From the foregoing, it can therefore be seen that the present disclosure can find industrial applicability in many situations, including, but not limited to, the manufacture of fiber-reinforced components by additive manufacturing. The machine and method as disclosed herein allows the incorporation of structurally reinforcing continuous fibers into a component by an efficient additive manufacturing process. More specifically, the present invention provides an additive manufacturing machine having a fiber feed such that structurally reinforcing fiber layers may be layered onto matrix layers of the developing component. The present invention also provides and additive manufacturing machine having devices (i.e., the first energy source and the pressure source) that may assist embedding the structurally reinforcing fiber layers into the matrix layers of the component.
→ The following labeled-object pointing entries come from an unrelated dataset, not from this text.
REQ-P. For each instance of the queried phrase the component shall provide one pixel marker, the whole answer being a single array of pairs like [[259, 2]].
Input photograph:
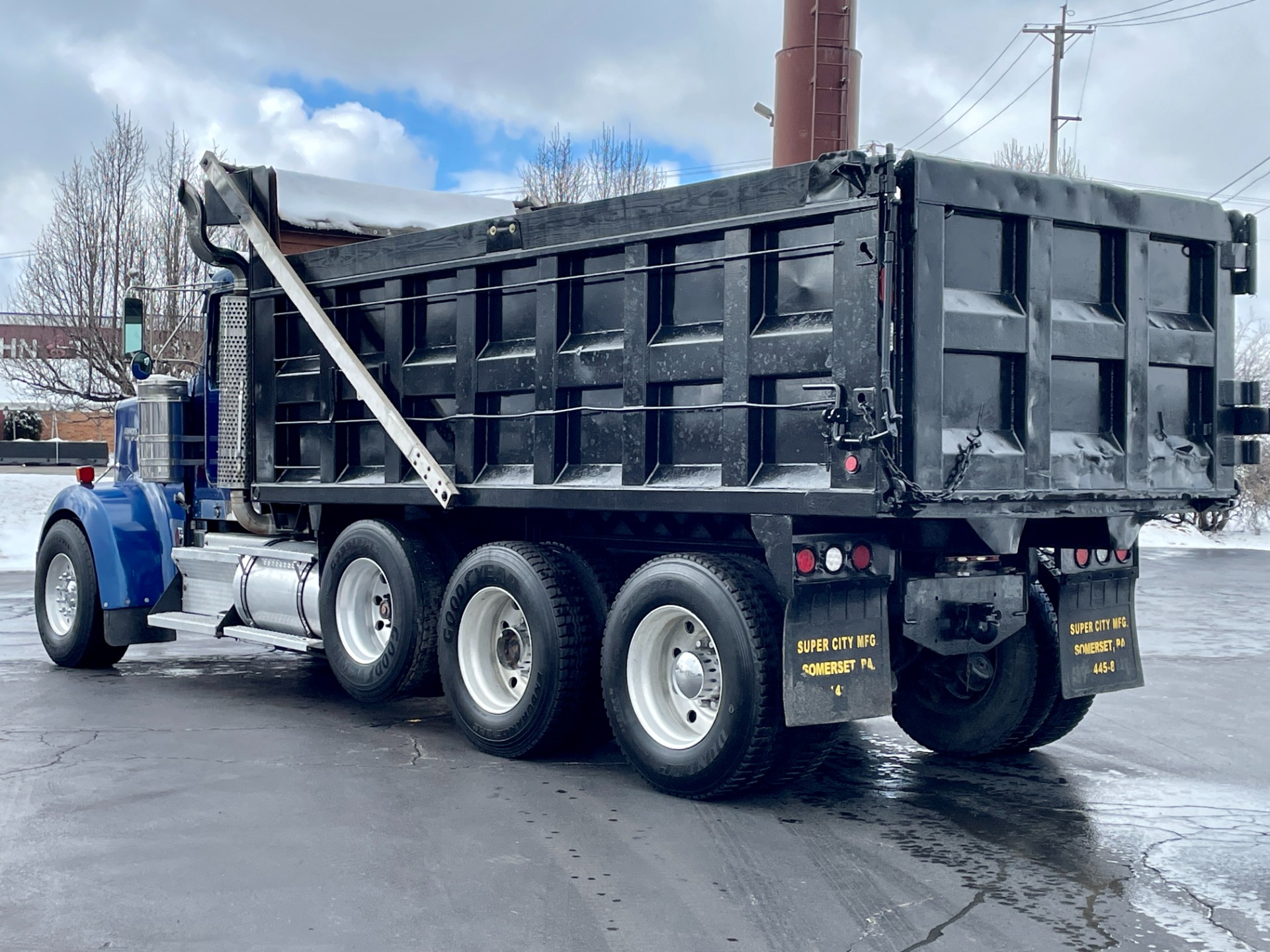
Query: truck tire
[[67, 608], [515, 651], [800, 752], [704, 728], [379, 602], [600, 586], [940, 711], [1064, 714]]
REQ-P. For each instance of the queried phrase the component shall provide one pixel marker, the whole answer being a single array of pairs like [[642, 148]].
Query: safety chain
[[910, 493]]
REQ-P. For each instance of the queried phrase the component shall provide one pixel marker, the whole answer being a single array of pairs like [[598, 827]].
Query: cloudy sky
[[452, 95]]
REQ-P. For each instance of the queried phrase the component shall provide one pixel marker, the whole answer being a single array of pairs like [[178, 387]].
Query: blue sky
[[464, 145]]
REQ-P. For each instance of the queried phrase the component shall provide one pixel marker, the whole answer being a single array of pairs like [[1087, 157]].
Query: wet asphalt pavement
[[207, 795]]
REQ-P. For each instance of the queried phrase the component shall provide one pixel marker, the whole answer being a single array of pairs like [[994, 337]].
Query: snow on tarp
[[321, 204]]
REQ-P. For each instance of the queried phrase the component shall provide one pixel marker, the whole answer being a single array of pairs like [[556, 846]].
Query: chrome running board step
[[187, 622], [273, 639]]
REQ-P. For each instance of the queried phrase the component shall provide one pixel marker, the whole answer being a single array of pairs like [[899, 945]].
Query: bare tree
[[556, 175], [1253, 364], [116, 222], [620, 167], [613, 167], [1011, 155]]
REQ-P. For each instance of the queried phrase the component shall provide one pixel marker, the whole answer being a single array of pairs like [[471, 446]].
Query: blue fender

The machine and method may find wide industrial applicability in a wide range of areas requiring parts with enhanced structural resilience and strength, such as aircraft and automotive industries.

Claims

1. A machine for fabricating a fiber-reinforced component by additive manufacturing comprising:

a surface;

a matrix feed configured to deposit a plurality of matrix layers on the surface; and

a fiber feed configured to deposit a fiber layer at least one of the plurality of matrix layers, the deposition of the plurality of matrix layers and the fiber layer being controlled by a computer.

2. The machine, according to claim 1, wherein the fiber layer comprises a continuous fiber.

3. The machine, according to claim 1, further comprising a first energy-source configured to soften any of the plurality of matrix layers.

4. The machine, according to claim 3, further comprising a pressure source configured to press the fiber layer into a previously deposited matrix layer.

5. The machine, according to claim 4, wherein the pressure source emits heated air under a pressure.

6. The machine, according to claim 4, further comprising a second energy source configured to melt any of the plurality of the matrix layers.

7. The machine, according to claim 6, wherein a truck supports the matrix feed and the fiber feed.

8. The machine, according to claim 7, wherein the truck further supports the first energy source, the pressure source, and the second energy source.

9. The machine, according to claim 7, wherein the computer is operatively associated with the truck to control movement of the truck with respect to the surface.

10. The machine, according to claim 7, wherein the matrix layer comprises one or more polymers.

11. A method for fabricating a fiber-reinforced component by additive manufacturing with a three-dimensional printing machine, comprising:

depositing with the three-dimensional printing machine a matrix layer on a surface; and

depositing a fiber layer with the three-dimensional printing machine on a previously deposited matrix layer, the fiber layer comprising a continuous fiber.

12. The method, according to claim 11, further comprising depositing a subsequent matrix layer on the fiber layer.

13. The method, according to claim 12, further comprising embedding the fiber layer into the previously deposited matrix layer.

14. The method, according to claim 13, further comprising fusing the previously deposited matrix layer and the subsequent matrix layer.

15. The method, according to claim 14, wherein the method is automated and controlled by a computer.

16. A fiber-reinforced component fabricated by an additive manufacturing process comprising:

depositing a matrix layer on a surface; and

depositing a fiber layer on a previously deposited matrix layer, the fiber layer comprising a continuous fiber.

17. The component, according to claim 16, further comprising depositing a subsequent matrix layer on the fiber layer.

18. The component, according to claim 17, further comprising embedding the fiber layer into the previously deposited matrix layer.

19. The component, according to claim 18, further comprising fusing the previously deposited matrix layer and the subsequent matrix layer.

20. The component, according to claim 19, wherein the additive manufacturing process is automated and controlled by a computer.